Эгоизм, питавшийся «необузданной сатанинской гордостью», в чисто бытовом плане нередко причинял Булгакову неприятности вроде нараставшего отчуждения с матерью, еще чаще приносил огорчения близким – той же матери, братьям, сестрам, двум первым женам, которых он оставил.
Надежда Афанасьевна и в 1960 году, очевидно с учетом позднейшего общения с братом, в комментарии к цитированной записи категорически утверждала: «У Миши терпимости не было». Однако совсем не стоит сводить булгаковский эгоизм к примитивному себялюбию. Та же Н. А. Земская по поводу лозунга, выдвинутого братом: «Пусть девизом всего будет выеденное яйцо» писала: «Мишины слова: протест против придавания большого значения мелочам жизни, быта». Булгаков не только сознавал свою исключительность, но и утверждением своего «я» протестовал против, как он полагал, «мещанской» окружающей среды, где гений не может проявить себя. При этом он простодушно не замечал, как и всякий, в ком есть толика эгоизма (а таких – большинство в человечестве), что его собственное стремление к комфорту, мечты о «лампе и тишине», зафиксированные в записи Н. А. Земской 8 января 1913 года, приходят в очевидное окружающим противоречие с призывами не обращать внимания на мелочи быта.
Но вот 19 июля 1914 года началась Первая мировая война. Михаил с женой в этот момент были в Саратове, навещали Таниных родителей. Мать Таси, Евгения Викторовна Лаппа, на общественные средства организовала госпиталь для раненых. Михаил помогал ей, делал перевязки.
Жар войны Киев почувствовал только в 1915 году. В мае австро-германские войска прорвали русский фронт у Горлицы, заняли Польшу, Галицию, Литву, часть Волыни, Латвии и Белоруссии. Осенью 15-го из Киева началась частичная эвакуация учебных заведений.

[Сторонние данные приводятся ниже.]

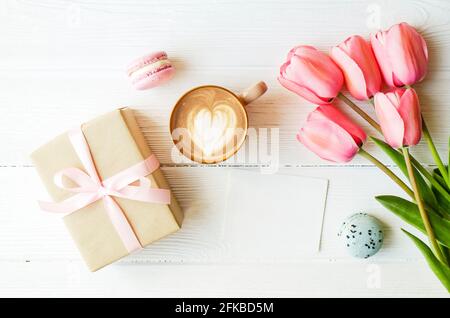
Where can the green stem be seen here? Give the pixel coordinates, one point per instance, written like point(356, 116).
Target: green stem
point(360, 112)
point(423, 213)
point(434, 153)
point(430, 178)
point(387, 171)
point(419, 167)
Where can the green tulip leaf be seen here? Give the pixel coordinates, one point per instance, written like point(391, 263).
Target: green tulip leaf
point(425, 191)
point(409, 212)
point(441, 271)
point(444, 204)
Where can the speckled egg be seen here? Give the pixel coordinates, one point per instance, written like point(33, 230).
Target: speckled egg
point(362, 235)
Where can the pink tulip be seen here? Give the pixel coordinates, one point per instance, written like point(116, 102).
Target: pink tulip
point(311, 74)
point(355, 58)
point(402, 55)
point(399, 115)
point(331, 135)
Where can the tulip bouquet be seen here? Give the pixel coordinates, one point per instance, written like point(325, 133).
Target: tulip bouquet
point(380, 71)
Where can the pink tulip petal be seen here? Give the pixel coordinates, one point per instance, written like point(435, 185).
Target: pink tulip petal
point(390, 120)
point(332, 113)
point(328, 140)
point(378, 42)
point(317, 72)
point(354, 77)
point(406, 53)
point(409, 110)
point(302, 91)
point(361, 52)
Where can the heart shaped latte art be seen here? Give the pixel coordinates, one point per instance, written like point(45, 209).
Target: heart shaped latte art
point(212, 129)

Медицинский факультет предполагалось переместить в Саратов, в связи с чем Михаил отправил туда к родителям Тасю. Но военная опасность миновала, и, пробыв в Саратове меньше месяца, она вернулась в Киев. Варвара Михайловна 18 октября писала Наде в Москву: «У меня же обедают и Миша с Тасей, которая вернулась еще 1 октября, не будучи в силах вынести дольше разлуку с Мишей».